¿De qué sirve, quisiera yo saber, leerte,
romperle la cara al horario
a golpe de antología
olvidar regar las plantas, mis asuntos
y en estos años, precisamente en estos años
¡tan, tan críticos! renunciar
a la plácida meseta
de la biología y el puesto fijo…?
¿De qué sirve…
si luego llegas tú, resumido por otros
con tus ojos azules prensados
de sesenta y ocho
con tu habilidad para la alquimia
y las promiscuidades, con tu destino – encima trágico-
de poeta y cuerpo hermoso?
De qué sirve si al final del sostenido
escribes: Las rosas de papel no son verdad.
Y quemas.
Te acompañan las mesas de los bares
la medida perversión de los cenáculos
donde rodabas, me parece,
en tormenta de papel y anatomías
donde sigues rodando, hoy,
de boca en boca
bífida o tierna, según el caso
o el día que tengamos
mis amigos y yo atajo de imprecisos
que también escogieron el instante
más concreto y más idiota
que es escribir.
Y que luego digas tú
que no son verdad, que queman…
Podría recordarte que ya no tiene gracia,
no es posible, inventarme más autobiografías
que empieza a ser manifiesta
mi presencia de domingo en las reuniones familiares.
Podrías explicarme – quizá tú sepas,
al fin, supiste – si merece la pena la ebriedad
o si es mejor dejarse… y embalsamar las alas
como lindos portentos ignorados
y entonces volar muy firme,
muy alto y muy firme.
Si no fueses tan fábula,
tan vaga y divisible o si tuvieras la decencia,
al menos, de instalarte en una orilla
y dejar de ensayar la vida
en horarios inconstantes…
Si pudieras de una vez sentir, no pensar,
que reinas y guerrilleros de salón
no merecen un cuerpo, una injusticia
que se escapan.
Es cierto,
las rosas de papel no son verdad
pero se pasa la tarde y se entra en los amigos.

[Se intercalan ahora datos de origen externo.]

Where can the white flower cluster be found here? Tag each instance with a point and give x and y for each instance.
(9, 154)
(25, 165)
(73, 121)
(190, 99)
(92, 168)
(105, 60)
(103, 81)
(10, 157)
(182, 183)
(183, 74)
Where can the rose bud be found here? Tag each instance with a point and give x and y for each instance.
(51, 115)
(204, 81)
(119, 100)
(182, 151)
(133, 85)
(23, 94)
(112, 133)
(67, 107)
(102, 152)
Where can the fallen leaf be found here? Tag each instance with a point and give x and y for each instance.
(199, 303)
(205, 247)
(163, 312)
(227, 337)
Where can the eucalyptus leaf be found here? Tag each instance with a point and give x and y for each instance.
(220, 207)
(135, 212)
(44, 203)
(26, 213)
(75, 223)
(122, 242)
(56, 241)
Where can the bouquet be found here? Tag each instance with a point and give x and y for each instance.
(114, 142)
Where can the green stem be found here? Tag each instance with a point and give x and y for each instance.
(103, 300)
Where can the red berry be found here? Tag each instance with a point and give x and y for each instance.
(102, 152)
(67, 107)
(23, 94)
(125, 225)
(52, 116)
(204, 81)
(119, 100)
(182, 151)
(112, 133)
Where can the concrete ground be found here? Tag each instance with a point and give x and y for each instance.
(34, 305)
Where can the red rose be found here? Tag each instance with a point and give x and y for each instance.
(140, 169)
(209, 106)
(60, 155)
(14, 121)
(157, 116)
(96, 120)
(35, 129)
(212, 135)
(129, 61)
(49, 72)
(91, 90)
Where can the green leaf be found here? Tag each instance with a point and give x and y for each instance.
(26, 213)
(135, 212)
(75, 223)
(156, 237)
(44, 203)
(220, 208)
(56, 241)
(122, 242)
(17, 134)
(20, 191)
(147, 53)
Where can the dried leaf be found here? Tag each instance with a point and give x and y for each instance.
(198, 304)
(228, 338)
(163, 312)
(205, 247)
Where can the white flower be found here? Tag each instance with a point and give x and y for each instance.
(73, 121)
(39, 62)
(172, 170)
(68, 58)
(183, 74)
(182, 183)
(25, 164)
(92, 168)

Entretenerse y morir, únicos argumentos del juego.
Sé
que a duras penas te llevaré a la cama
soportando tu peso, tus hipos
entre culpa y almidón
y probablemente te cante, otra vez,
con cariño templado, a saber,
la nana del desde mañana
desde mañana mismo, lo juro, empiezo
y veré cómo te escondes
incluso no pueda evitar señalarte un rincón,
el más cálido y propicio,
donde esconderte
del juicio de un día que ya marcha
más virgen aún de como vino.
¡Ay!, ¡Qué áspera manía la de escarbar en vuestros ojos
y la aún más triste de sobreponerse a uno mismo!